Dans le sens du sang

Sur la feuille d'un arbre, toute jaunie par le temps, s'installe le dieu de l'hiver. Il baille de fatigue, se gratte le menton d'ennui et pète de temps en temps. Il s'allonge en pensant. Il ne sait plus quoi faire maintenant. L'attente a trop duré. Devrait-il foncer?

Il aime bien s'allonger. Son ventre transparaît. Ses mains derrière sa tête, il a un peu oublié tous les évènements de la journée. Il n'y a plus que l'instant. Qui pèse. Qui apèse. Il ne sait plus quoi faire de ses dix doigts.

Il a peur du jour où le soleil le mettra définitivement au chômage. C'est déjà arrivé. Il y a longtemps. Mais il est tellement vieux et pourtant tellement jeune que tout semble comme un rendez-vous d'une heure. Passé, oublié.

Il se rappelle du temps où le vent le caressait et lui faisait tout oublier. Mais dernièrement ça devient plus difficile. Le vent passe et n'emporte rien. Il pleure si souvent. Se sent vide et détruit. Il tombe des feuilles où il se prélasse. Il a le coeur sanglant. Il pleure si souvent.

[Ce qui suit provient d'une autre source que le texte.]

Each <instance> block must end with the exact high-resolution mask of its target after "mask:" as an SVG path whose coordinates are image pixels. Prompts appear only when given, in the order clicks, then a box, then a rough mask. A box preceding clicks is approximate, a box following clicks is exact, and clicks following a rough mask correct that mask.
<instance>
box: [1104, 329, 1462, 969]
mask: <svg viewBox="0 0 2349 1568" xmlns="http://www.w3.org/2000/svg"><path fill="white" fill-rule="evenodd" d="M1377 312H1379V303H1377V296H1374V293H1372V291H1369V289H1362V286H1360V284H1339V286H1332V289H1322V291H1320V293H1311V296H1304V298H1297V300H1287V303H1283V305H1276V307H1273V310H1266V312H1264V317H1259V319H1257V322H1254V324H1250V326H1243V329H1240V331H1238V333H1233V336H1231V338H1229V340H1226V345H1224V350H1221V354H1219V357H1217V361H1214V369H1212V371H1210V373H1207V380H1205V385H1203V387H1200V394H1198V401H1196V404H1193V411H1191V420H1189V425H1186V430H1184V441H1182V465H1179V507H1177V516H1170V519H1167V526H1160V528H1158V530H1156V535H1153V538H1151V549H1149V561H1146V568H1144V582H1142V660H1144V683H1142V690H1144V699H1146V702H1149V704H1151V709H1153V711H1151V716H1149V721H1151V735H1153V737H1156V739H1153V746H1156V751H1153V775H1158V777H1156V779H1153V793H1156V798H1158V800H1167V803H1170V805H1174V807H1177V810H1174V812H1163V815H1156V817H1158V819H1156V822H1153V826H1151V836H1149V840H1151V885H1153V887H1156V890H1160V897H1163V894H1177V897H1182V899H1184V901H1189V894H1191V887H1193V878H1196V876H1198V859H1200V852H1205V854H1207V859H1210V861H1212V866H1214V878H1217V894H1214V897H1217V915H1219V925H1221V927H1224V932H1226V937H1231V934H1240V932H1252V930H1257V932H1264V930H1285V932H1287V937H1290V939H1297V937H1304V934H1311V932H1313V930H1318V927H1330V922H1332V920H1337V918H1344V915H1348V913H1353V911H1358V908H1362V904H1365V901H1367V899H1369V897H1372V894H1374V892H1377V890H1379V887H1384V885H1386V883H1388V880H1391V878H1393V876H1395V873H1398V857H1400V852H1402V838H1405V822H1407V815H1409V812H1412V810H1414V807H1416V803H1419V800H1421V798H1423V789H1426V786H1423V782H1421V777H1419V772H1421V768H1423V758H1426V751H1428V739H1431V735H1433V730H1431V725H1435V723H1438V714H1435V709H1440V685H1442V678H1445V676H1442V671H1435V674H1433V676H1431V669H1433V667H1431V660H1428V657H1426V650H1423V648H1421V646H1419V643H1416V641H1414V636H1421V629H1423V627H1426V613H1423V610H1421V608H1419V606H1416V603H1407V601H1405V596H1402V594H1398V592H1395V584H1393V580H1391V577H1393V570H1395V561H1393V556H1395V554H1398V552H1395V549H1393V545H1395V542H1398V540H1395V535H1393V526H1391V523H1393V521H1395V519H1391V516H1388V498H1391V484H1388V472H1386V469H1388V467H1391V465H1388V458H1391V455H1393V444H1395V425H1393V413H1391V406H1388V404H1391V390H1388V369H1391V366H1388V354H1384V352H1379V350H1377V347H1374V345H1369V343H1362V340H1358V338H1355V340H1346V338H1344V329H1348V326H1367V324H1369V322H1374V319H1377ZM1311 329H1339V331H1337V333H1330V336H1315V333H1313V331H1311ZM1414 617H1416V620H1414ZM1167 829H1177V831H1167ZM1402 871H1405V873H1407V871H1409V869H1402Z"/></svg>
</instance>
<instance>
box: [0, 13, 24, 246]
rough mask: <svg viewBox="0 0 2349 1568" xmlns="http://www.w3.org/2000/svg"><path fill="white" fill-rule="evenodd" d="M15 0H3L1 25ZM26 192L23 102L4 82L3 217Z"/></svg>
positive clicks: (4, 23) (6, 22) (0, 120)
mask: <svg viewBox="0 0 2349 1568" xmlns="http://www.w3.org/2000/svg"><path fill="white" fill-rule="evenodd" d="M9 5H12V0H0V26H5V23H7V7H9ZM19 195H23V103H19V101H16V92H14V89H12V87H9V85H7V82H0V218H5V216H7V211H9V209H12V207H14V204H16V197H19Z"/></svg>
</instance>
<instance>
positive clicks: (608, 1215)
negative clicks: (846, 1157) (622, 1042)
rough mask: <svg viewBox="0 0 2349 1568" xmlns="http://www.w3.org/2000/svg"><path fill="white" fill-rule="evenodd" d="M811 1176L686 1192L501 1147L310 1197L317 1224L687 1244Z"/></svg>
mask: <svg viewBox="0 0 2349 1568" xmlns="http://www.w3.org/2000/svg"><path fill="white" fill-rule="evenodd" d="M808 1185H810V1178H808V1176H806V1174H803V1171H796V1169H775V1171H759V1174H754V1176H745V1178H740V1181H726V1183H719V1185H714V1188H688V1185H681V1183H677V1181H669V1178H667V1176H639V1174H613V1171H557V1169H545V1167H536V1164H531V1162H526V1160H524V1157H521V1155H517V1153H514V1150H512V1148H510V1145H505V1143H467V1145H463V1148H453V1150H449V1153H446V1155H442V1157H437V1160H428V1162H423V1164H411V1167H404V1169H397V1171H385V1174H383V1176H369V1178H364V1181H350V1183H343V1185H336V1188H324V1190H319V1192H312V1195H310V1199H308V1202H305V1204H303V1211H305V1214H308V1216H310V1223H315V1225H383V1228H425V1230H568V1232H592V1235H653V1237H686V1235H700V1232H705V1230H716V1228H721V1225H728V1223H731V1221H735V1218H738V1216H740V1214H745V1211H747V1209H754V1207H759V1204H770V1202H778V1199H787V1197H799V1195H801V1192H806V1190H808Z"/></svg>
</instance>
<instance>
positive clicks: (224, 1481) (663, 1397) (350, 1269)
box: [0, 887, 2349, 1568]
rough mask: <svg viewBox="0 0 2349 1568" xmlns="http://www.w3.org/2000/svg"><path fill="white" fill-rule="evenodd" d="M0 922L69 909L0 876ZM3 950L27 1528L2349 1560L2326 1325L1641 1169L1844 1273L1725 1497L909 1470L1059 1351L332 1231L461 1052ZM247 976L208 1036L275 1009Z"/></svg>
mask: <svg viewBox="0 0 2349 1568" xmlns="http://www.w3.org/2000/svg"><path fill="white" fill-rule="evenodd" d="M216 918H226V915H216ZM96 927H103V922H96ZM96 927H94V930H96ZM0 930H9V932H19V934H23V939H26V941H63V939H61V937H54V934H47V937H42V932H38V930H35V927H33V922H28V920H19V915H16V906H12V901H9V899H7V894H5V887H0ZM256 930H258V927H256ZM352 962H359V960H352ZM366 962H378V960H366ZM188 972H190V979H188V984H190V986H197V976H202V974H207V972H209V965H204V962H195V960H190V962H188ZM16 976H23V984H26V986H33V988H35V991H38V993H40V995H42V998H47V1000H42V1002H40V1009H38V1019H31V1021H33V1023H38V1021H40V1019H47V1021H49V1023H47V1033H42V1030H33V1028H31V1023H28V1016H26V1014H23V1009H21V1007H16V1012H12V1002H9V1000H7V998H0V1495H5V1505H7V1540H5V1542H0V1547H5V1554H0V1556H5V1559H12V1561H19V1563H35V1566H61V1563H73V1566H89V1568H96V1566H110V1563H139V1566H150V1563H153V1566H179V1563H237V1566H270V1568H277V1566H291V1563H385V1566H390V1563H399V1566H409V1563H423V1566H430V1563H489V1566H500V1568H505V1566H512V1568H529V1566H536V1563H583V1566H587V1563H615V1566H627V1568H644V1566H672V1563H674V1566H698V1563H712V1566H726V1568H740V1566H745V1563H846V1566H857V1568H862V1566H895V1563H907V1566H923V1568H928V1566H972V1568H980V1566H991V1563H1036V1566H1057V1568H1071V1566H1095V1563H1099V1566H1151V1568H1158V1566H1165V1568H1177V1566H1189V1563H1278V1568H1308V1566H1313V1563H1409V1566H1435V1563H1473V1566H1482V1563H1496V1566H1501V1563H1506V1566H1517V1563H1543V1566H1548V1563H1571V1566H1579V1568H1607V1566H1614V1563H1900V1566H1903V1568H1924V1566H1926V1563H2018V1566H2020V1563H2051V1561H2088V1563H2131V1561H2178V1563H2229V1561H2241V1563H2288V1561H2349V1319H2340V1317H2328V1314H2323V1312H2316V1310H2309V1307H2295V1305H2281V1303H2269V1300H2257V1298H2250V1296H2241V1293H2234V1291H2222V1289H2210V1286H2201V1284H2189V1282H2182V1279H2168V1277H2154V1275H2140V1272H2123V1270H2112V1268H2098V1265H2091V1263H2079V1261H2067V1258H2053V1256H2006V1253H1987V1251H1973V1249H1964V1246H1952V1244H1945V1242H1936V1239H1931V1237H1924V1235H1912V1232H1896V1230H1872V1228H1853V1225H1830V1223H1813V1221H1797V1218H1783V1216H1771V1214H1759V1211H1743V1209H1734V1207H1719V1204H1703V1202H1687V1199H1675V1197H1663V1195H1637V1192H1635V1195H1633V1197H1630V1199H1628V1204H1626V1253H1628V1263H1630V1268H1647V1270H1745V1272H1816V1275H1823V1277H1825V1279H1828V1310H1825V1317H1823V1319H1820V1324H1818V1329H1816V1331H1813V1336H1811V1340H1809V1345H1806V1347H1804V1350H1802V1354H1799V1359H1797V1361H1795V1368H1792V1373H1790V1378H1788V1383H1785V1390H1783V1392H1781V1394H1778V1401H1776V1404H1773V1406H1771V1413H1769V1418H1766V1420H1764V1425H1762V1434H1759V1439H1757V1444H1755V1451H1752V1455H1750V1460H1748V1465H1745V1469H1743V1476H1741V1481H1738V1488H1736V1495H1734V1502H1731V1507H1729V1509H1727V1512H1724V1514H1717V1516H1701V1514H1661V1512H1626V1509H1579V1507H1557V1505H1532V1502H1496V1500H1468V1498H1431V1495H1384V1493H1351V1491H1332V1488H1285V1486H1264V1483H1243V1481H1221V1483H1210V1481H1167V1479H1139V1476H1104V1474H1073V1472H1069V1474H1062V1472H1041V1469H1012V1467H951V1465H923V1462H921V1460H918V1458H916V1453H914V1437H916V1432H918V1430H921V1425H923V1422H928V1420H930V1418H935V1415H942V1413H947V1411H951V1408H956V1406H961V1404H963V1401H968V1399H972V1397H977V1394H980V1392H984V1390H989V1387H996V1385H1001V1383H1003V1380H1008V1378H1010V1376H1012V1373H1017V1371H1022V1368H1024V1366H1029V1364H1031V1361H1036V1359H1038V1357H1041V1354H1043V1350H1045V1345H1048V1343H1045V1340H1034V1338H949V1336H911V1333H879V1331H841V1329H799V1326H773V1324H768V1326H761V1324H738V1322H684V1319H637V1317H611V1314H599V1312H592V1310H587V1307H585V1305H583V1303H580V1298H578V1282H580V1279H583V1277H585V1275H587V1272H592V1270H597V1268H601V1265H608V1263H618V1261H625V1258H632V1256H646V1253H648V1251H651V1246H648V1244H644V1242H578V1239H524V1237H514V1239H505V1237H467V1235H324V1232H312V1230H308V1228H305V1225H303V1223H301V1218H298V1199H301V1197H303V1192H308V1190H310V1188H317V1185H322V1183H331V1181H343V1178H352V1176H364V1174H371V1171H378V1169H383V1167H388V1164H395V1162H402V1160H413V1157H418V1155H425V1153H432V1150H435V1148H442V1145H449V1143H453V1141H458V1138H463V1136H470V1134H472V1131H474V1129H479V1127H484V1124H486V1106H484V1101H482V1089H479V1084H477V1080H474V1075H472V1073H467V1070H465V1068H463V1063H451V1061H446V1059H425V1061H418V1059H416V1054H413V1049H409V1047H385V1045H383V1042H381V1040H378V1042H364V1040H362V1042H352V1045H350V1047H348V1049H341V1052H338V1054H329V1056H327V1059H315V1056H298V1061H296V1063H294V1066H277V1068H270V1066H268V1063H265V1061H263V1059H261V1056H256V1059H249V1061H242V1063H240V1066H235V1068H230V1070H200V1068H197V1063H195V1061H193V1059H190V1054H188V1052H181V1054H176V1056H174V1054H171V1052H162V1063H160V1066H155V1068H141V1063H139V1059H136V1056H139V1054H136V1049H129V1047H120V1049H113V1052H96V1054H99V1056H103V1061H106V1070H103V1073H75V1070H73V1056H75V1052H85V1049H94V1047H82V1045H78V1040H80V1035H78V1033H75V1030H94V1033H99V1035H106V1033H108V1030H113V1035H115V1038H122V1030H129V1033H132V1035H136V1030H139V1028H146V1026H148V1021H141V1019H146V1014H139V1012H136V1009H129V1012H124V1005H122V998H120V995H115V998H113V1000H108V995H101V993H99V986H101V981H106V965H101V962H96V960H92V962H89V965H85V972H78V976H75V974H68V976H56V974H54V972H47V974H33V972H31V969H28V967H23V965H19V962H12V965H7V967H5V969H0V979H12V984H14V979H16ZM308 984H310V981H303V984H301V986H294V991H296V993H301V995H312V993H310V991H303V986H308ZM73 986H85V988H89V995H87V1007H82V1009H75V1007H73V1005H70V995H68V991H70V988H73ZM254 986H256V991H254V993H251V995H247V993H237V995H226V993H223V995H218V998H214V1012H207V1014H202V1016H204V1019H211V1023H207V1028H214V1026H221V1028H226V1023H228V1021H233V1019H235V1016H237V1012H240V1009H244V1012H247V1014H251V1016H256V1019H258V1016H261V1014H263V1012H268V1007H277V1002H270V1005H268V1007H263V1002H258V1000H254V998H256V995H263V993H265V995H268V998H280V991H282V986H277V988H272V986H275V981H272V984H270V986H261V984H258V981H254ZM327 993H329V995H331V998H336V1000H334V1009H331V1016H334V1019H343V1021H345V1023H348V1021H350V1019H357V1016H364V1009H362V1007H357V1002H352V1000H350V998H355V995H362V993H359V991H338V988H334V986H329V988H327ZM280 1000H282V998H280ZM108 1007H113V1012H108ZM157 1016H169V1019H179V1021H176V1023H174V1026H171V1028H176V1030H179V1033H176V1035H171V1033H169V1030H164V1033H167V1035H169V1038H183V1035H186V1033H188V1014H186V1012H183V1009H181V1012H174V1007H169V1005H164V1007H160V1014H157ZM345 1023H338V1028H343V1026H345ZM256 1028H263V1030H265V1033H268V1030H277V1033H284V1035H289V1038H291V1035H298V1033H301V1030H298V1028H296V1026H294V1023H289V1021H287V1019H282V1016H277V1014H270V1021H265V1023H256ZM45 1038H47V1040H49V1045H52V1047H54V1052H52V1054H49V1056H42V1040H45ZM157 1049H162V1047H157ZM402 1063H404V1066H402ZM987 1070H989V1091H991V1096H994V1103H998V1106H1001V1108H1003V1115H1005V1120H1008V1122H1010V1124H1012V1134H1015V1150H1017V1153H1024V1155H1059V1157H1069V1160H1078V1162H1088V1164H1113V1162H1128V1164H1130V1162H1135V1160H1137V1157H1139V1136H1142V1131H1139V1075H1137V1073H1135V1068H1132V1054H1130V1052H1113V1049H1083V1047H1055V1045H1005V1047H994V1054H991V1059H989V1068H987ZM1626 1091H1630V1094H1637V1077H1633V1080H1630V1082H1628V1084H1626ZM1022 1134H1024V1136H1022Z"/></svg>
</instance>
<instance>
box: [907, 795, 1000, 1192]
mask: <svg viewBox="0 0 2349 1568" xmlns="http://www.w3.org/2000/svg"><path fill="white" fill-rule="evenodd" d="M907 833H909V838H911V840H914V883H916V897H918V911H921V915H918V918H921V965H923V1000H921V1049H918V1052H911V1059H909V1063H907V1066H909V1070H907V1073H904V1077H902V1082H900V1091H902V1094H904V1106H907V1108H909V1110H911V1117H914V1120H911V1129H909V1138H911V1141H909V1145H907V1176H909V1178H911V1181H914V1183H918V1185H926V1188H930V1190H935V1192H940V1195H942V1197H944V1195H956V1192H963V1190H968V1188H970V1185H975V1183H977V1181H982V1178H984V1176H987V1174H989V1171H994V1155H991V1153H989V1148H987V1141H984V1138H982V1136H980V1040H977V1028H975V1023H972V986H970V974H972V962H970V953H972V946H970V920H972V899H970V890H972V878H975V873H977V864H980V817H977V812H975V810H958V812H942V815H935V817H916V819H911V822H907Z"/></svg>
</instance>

La tristesse décore son front d'un grand bouquet de lauriers vieux qui sentent la chicha. Il marche comme un réverbère, la tête plus claire que le corps, effrayé par le moindre bruit. Il était fort. Puissant. Sans peur. Le moindre mouvement le fait sursauter. Comment parvenir à la fin de la journée.

Il tremble de peur. Et il pleure. Il veut tomber dans un trou. Il veut disparaître. Il veut devenir une goutte comme toutes ces gouttes. Pourquoi changer les saisons, pourquoi se casser la tête et les pieds à transformer le monde aussi souvent, pourquoi se fatiguer si lui ne peut pas s'installer et pleurer dans le silence de sa petite solitude, se noyer dans ses larmes, puis flotter jusqu'au fond de la rivière rose, verte qui happe les âmes des hommes perdus? Pourquoi survivre quand la mort ouvre sa bouche comme une rose désireuse et joue à la féline? Pourquoi transmettre la vie quand ses entrailles mêmes crient de douleur, que son corps gras, qu'il transporte, le dégoûte, que ses mains sans forme le répugnent ? Pourquoi quand l'univers lui murmure avec son vide intemporel toutes sortes de phrases séductrices, puisque le vide sidéral l'appelle et lui lèche l'oreille? Puisque l'histoire s'engouffre dans ses os et le prends dans un futur qu'il sent et renifle ? Pourquoi quand ses mains ne tiennent plus, que la mort le pousse, que la vie le dégoûte, pourquoi quand tout semble faux et que tout sent la faux, que tout l'attaque sans le toucher, pourquoi quand les touches lui font mal, quand les marches lui échappent, qu'il trébuche et tombe pendant des heures pour se retourver mort, presque mort, ensanglanté et chagrineux au milieu d'une marre de sang, pourquoi s'entêter à se relever? Quand dormir dans son sang lui donne un tel plaisir, pourquoi se relever, pourquoi ne pas s'affamer et sentir cette douleur le dévorer ? Pourquoi ne pas manger sa chaire? Se nourrir de sa dégeulassitude? De sa lassitude? Peut-il manger sa fatigue? Chier sa mort par l'anus? Retomber dans la pauvreté de son esprit qu'il ne nourrit plus? Ce pauvre esprit et ce pauvre corps qu'il torture parce qu'il ne sait plus ce qu'il veut et qu'il reste hésitant même lorsqu'il le réalise.